Spark has a great query optimization capability that can significantly improve the execution time of queries and ensure cost reduction. However, when it comes to nested queries, there is a need to further advance optimization techniques in Spark. Nested queries typically include multiple dimensions and metrics such as “OR” and “AND” operations along with millions of values that need to be filtered out.
For instance, when Spark is executed with a query of, say 100 filters, with nested operations between them, the execution process slows down. Since there are multiple dimensions involved, it takes a huge amount of time for the optimization process. Depending upon the cluster size, it may take hours to process a dataFrame with those filters.
In this blog, we will walk you through common challenges faced while working with nested filter queries and how we were able to solve it using logical tree optimization. We found that upon tweaking some of the codes and applying a common algorithm, we were able to reduce the total cost and execution time of the query.
We could further optimize the logical plan and send processed data to apply filters, thus reducing the total load on processing. The logical query is optimized in such a way that there’s always a predicate pushdown for optimal execution of the next part of the query. We used Apache Spark with scala API for this use case.

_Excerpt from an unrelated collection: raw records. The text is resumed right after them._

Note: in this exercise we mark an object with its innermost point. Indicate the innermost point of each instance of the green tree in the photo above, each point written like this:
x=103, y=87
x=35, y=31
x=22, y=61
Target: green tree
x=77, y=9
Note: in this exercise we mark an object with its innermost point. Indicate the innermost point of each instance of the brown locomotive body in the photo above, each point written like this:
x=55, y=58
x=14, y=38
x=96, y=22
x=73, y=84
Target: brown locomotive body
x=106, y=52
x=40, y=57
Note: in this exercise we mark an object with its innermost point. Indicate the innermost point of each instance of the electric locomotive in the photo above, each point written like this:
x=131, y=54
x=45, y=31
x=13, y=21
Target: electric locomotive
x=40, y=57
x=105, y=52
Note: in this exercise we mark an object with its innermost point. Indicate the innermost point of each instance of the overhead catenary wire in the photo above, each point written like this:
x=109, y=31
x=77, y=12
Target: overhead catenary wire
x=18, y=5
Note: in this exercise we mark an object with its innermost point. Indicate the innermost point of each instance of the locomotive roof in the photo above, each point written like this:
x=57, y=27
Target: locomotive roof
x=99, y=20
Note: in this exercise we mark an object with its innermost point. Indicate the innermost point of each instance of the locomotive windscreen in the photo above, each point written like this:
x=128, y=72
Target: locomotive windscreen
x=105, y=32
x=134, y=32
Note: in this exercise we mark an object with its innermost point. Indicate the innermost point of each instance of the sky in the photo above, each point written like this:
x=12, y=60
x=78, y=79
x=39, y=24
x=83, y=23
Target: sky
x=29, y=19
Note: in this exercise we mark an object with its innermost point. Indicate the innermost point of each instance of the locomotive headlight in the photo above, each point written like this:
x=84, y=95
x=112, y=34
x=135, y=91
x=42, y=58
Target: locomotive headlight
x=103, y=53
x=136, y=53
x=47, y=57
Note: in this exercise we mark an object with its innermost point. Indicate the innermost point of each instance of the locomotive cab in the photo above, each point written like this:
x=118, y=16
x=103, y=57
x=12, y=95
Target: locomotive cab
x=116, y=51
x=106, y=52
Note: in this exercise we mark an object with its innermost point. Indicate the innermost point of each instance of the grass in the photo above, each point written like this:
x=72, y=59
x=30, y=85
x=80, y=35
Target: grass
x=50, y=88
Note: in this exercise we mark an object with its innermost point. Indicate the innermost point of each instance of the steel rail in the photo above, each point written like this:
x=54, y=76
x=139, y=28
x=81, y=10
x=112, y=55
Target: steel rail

The user needed to filter out all values from the millions of single columns of records from a file. For this filter file, the supported filters are “include” and “exclude”. The user can select multiple dimensions for applying filters and can combine them with a filter operator which is either “AND” or “OR” or both. So, the user could now create a nested filter expression containing multiple dimensions with both “OR” and “AND” operations between them.
This requirement was to be implemented in our product SigView. For this use case, we developed a feature called Bulk Filter (as it includes “OR” operation between filter dimensions). All the filters inside the Bulk Filter are rearranged on the basis of cost, forming an optimized group of filters for processing.